Marketing is essentially about the generation and communication of value and this is an opportunity to do things of great value to society, make money but create value for customers.
2. The False Pneuma
In ancient Greek, pneûma means breath or wind and Ritson used it to refer to the post-crisis ‘breath of fresh air’ which people believe will bring in a new era of humanity.
However, Ritson dismissed the idea that the pandemic will bring in a completely new way of life and that the marketing and media landscape will change completely. “It’s not going to change – the world will quickly go back to normal.”
He added: “People have been building their cognitive systems for millions of years; they’re not going to change because they can't go outside for a few months.”
Trends change, they move in and out and there will be some changes around ways of working and meeting, however Ritson predicts that small changes will be over stated massively.
Although not a direct comparison, he referred to the BSE outbreak, commenting, “ If you were living in England in 1996 you’d have sworn we’d never eat beef again – very quickly we forgot, and we returned to our previous behaviours.”
Ritson expects, we are likely to see a period of optimism after the Crisis stage ends, but this False Pneuma won’t last long, and soon unfortunately we are likely to find ourselves in a global recession.
3. Exogenous Recession
Ritson predicts that an exogenous recession (caused by external factors) is probably on its way and that during a recession, marketers have two weapons - their brand equity and advertising spend. Brand equity is crucial in a recession as when it hits, strong brands drop in value like everyone else, but it’s once the recovery starts that the strongest brands shine through.
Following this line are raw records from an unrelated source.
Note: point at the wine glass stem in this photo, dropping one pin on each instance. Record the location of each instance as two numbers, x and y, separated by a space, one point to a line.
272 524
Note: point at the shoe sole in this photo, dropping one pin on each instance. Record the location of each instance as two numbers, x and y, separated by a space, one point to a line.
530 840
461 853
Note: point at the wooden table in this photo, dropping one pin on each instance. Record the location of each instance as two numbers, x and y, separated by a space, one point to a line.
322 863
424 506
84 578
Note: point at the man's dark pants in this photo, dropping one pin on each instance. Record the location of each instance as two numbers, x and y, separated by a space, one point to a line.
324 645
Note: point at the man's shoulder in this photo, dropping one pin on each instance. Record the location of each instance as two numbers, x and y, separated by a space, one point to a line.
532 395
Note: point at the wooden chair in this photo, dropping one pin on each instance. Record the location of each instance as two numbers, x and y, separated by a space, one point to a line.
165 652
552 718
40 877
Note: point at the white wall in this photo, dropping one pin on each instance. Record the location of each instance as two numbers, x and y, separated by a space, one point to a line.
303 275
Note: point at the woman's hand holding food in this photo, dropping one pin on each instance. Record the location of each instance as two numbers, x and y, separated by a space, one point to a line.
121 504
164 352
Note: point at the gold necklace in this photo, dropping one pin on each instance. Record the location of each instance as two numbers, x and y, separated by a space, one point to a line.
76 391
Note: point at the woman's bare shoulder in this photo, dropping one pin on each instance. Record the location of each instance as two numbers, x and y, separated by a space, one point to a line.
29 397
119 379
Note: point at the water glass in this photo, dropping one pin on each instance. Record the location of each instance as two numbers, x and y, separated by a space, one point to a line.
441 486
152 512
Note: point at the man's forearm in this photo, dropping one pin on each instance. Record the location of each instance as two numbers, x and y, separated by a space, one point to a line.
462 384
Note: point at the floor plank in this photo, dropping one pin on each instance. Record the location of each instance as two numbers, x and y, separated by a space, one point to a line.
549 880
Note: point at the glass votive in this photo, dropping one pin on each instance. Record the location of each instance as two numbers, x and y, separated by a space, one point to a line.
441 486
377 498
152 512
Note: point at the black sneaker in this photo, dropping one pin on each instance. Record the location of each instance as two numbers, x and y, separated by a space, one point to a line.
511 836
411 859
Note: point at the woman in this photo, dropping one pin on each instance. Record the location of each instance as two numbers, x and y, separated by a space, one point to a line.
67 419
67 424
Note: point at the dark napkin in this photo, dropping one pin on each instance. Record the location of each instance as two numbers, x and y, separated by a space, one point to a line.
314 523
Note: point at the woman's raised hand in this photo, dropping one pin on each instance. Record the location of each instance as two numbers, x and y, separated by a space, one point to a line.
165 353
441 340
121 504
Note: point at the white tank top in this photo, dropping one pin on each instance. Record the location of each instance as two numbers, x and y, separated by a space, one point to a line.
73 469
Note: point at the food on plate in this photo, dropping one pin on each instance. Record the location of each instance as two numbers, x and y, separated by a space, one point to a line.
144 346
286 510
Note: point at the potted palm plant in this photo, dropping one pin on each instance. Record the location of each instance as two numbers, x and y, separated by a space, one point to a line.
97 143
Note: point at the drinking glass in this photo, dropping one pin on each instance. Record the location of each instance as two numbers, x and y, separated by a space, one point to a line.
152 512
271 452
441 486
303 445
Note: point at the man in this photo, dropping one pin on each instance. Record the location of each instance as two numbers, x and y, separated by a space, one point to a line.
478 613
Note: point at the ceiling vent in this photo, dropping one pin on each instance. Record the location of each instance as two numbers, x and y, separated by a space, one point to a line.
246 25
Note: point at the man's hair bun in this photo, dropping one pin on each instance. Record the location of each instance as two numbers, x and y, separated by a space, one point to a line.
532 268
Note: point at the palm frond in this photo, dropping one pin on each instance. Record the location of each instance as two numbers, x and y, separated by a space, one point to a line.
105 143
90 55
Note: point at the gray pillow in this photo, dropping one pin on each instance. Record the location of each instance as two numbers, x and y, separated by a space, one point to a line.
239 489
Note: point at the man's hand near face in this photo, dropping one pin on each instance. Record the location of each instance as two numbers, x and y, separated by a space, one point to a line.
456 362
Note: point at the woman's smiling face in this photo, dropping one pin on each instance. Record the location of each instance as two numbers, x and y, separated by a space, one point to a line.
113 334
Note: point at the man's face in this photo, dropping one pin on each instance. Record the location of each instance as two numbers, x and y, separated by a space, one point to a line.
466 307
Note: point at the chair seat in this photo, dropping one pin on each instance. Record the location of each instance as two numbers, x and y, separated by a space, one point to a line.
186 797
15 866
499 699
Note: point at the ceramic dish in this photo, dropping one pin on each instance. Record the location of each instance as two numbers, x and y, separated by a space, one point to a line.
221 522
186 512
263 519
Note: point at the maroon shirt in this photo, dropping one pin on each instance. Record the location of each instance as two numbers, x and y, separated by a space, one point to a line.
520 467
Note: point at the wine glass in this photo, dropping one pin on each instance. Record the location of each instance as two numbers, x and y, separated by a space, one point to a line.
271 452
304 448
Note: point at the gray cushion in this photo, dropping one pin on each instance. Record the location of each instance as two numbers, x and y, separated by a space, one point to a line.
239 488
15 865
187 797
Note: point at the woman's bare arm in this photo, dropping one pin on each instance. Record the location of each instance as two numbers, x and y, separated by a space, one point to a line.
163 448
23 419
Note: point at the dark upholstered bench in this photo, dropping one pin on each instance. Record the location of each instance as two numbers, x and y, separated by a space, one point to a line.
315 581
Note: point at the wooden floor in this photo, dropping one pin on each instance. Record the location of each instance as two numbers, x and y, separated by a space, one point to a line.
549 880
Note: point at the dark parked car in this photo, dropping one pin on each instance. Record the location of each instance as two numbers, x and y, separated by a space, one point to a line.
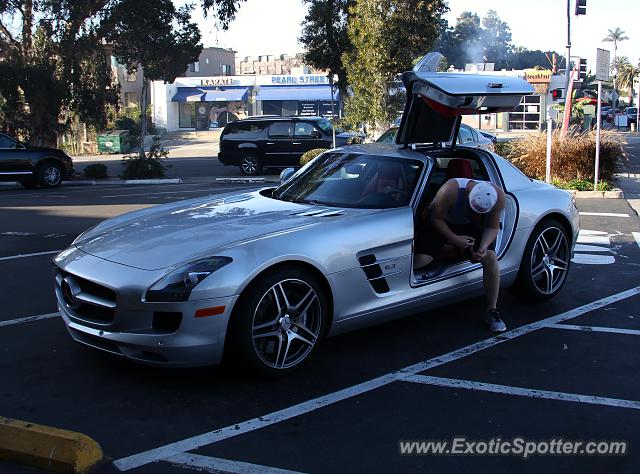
32 166
611 113
272 141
Maintaining or even increasing advertising spend could be the best defence for brands during the expected forthcoming recession, according to Ritson, who pointed out that advertising has a long and short term impact, spend a pound now but see a return in the longer term. Although it will be a tough time, it could be the ultimate time to grow market share.
Ritson said: “Brands are not much defence when the shit hits the fan, but brands and brand equity are useful in the second phase where we begin to see, at the end of the recession, a move towards growth and normality.”
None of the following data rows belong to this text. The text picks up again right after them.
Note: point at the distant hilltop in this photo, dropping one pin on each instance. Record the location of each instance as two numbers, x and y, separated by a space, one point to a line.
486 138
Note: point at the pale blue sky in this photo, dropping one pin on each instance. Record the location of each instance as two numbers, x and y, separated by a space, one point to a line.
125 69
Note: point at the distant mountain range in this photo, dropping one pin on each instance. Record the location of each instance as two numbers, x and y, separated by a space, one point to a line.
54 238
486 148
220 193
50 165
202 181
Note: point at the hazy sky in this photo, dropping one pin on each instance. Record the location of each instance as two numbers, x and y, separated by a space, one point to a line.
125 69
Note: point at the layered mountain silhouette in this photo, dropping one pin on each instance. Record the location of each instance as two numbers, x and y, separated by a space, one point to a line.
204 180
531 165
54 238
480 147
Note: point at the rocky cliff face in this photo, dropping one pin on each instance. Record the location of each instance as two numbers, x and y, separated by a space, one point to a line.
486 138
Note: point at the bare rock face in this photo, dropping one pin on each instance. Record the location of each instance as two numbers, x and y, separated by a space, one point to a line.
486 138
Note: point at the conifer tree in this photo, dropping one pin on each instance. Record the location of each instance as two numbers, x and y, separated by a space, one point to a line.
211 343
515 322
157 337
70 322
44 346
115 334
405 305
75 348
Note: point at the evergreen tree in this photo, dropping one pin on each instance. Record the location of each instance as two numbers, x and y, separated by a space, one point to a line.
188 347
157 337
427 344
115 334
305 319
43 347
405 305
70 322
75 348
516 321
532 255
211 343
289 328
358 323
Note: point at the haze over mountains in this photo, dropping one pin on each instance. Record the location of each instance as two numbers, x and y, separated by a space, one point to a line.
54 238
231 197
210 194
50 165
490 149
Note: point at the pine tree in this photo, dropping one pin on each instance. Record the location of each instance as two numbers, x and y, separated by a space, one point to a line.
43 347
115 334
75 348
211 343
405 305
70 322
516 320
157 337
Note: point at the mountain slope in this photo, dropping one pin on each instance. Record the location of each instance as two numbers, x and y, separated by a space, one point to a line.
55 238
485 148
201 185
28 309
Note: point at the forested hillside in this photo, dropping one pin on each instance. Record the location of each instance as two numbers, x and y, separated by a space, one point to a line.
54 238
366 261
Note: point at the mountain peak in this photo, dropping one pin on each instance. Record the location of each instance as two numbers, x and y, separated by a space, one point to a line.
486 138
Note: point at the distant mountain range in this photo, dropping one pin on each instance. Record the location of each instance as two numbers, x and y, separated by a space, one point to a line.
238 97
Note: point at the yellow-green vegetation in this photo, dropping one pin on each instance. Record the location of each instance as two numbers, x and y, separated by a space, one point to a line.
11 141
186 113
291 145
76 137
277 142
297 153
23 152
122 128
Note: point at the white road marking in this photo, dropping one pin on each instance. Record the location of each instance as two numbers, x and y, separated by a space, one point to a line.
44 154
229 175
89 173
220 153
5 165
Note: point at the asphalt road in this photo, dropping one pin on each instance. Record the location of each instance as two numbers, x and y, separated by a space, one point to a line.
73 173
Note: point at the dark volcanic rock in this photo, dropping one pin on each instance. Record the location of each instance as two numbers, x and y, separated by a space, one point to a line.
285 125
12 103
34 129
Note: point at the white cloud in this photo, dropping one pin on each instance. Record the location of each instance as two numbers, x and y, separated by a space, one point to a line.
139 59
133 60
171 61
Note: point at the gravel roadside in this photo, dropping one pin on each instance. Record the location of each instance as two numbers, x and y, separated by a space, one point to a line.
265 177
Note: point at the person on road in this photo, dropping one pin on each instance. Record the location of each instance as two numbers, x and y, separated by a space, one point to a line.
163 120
“The reason why you should maintain your advertising budget during a recession is that recessions are ultimately short lived. It will leave you in a stronger share position for many years afterwards, once things settle down.”
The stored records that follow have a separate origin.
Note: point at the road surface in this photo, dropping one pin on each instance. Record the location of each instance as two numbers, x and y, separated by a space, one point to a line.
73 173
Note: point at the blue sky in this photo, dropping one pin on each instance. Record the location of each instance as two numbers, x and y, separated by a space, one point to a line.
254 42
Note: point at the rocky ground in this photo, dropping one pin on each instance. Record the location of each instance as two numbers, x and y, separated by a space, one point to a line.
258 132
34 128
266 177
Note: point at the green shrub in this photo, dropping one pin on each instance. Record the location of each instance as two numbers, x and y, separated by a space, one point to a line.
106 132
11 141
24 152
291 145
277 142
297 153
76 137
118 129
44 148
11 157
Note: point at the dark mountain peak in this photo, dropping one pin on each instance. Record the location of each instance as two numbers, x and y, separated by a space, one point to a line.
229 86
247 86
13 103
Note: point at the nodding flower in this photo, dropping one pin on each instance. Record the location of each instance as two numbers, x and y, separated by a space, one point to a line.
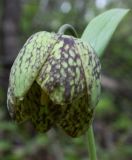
55 81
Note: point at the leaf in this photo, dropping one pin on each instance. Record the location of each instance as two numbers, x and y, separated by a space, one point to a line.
100 30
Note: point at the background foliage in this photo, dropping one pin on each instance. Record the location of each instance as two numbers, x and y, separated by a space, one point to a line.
113 119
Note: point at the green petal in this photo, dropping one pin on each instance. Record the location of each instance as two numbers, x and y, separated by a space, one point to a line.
29 62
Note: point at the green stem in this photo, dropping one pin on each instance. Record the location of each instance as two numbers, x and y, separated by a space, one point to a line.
68 27
91 144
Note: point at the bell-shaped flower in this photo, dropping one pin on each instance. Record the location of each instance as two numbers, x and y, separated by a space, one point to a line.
55 81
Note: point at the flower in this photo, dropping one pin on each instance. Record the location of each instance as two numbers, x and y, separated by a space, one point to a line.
55 81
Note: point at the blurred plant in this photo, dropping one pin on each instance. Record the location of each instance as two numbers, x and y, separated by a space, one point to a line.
69 106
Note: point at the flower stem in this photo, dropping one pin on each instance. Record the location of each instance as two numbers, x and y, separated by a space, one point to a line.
91 144
67 27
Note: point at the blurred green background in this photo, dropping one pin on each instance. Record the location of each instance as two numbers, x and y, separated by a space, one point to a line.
113 120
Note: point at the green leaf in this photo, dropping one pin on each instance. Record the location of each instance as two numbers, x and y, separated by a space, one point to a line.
100 30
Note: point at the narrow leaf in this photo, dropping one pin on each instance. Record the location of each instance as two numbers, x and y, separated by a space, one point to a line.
100 30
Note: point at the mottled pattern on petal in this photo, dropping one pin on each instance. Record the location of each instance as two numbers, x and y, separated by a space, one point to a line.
62 76
29 62
55 80
33 107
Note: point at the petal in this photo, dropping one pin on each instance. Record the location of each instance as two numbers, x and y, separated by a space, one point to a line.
75 118
62 76
29 62
31 108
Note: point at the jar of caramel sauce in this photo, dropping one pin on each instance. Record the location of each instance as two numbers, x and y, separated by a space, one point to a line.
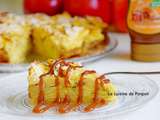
143 22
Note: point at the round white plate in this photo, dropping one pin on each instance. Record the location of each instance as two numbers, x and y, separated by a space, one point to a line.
83 60
14 101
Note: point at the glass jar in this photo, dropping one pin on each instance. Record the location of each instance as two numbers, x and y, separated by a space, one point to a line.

At a time when businesses will be looking to rein in spending, Ritson cautioned that marketers must stay in control of their budgets.
“I cannot stress the point enough that marketers must be in control of their own purse strings in the next 12 months – decreasing your advertising budget during the recession ahead will not hurt your sales yet but you will pay a price for every year after that recession. Maintaining your budget through this recession and seeing the long-term picture will grow your market share significantly as we come out of it."
Using the data from lots of studies on recessions in the past, Ritson made the point that a recession is a great opportunity for brands to grow market share, and reminded us that marketing is an investment in the business not a cost.
He concluded by advising us to be smart and bold enough to increase spend in order to benefit in the long term.
Although these are unprecedented times, and it’s very difficult to predict the future, this really was an insightful session, whether operating in a business to business or business to consumer market.